Betty slapped Dr. Death across his face. He rubbed his cheek. “This is why I don’t hang around civilians…”

“Right.” Allison sat down cross-legged. She didn’t want to risk falling over in her trance. Be very embarrassing. She looked up at Billy and Tom and the two grown ups. “Keep an eye on me, okay? I’m gonna be… distracted.”

Tom, Betty, and Dr. Death voiced their reassurances. Billy drew Excalibur from its scabbard. “You have my word.”

“Good.”

Allison took a deep breath and closed her eyes. Within her, Alberto’s voice was shrill:

Seven million people! Christ’s sake! Our brains will leak out of our bloody ears—

Allison felt Miri smother Alberto’s protests. By humming. She was a good sister.

It took Allison a few moments to visualise what she had to do. She pushed her mind out from her body in all directions, first swallowing her companions, making them annexes of her own consciousness. She could hear all four of them. The detente between curiosity and dread inside Dr Death. Tom’s angry fretfulness. Billy’s terrified optimism and still stinging betrayal. Betty’s sheer confusion. Joy ran under and through everything else inside her and Billy, though. It made Allison smile. She hoped it didn’t look weird. Myrddin’s dome was a psychic void, which was no surprise, though Allison had held out hope she could simply extract the answer from his mind. Would have been easier.

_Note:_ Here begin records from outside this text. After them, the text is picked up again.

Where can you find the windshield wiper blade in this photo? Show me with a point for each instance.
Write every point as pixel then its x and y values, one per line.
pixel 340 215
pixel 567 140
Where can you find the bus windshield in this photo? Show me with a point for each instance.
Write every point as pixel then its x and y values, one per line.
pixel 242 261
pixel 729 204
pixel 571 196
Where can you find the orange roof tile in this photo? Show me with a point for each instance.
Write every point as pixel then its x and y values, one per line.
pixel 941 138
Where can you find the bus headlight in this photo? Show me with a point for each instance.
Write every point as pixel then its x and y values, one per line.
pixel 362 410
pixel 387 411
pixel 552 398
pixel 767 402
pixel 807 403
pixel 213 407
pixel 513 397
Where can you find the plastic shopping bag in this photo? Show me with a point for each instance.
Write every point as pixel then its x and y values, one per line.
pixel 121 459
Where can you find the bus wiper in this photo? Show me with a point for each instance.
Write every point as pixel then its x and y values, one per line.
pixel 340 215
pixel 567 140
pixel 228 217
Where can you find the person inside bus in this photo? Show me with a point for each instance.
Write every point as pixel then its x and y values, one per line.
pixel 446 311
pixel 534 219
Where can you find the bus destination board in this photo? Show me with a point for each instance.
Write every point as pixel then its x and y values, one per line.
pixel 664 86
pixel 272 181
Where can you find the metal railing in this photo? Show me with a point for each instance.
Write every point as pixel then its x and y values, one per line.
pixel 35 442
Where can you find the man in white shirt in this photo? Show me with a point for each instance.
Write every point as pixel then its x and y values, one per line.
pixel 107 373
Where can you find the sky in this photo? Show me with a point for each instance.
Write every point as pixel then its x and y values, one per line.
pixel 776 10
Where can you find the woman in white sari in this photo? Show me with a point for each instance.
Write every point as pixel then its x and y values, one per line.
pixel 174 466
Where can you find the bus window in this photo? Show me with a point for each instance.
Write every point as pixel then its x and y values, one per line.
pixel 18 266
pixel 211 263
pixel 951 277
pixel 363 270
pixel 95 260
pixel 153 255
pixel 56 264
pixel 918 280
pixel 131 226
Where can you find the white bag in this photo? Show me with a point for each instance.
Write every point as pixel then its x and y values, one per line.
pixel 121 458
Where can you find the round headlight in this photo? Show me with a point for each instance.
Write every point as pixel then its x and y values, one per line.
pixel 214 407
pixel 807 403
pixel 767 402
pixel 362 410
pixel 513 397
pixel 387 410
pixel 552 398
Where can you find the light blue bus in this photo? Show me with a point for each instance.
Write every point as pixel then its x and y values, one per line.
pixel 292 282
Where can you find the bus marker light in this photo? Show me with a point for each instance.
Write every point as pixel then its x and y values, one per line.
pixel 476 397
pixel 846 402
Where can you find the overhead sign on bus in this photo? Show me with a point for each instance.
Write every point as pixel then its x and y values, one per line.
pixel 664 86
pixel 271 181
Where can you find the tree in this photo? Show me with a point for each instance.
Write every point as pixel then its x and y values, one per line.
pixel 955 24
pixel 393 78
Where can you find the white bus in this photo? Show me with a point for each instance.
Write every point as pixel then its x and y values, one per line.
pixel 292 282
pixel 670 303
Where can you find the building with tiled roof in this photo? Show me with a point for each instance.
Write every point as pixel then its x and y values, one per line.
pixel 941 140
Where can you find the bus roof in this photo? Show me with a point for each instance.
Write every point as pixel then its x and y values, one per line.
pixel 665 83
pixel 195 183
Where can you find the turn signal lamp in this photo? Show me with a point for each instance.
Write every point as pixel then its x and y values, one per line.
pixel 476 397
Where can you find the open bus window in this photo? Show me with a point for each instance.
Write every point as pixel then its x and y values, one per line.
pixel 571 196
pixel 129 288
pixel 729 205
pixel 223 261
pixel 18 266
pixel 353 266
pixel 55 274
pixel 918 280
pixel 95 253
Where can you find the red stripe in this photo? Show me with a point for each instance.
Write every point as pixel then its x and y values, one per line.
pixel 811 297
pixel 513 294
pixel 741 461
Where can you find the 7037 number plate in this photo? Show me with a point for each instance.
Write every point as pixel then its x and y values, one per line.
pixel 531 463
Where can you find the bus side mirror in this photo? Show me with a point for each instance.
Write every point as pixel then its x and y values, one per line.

Allison made herself vast—a spider unspooling into its own web. Her presence drowned the wood and steel forest of London in an invisible flood. London’s people became minnows in her ocean, as aware of her as real fish were of air. They swam and wormed through Allison. Was this what an ant-hill felt like? Anger, confusion, fear, and every other emotion a person could feel burned bright and hot inside Allison, their colours melting white together. It felt like swallowing a whole galaxy. And they weren’t even thinking at her yet…

If Allison had truly been speaking, she would have cleared her throat:

People of London. Me and my friends—the people of Catalpa—are here to give your city back to you, but we need your help. A cruel wizard has given us a riddle to solve: when did falling stars grant no one their wish?

The length of a synapse firing. Then, in voices soft and loud, sharp and dull, the city roared.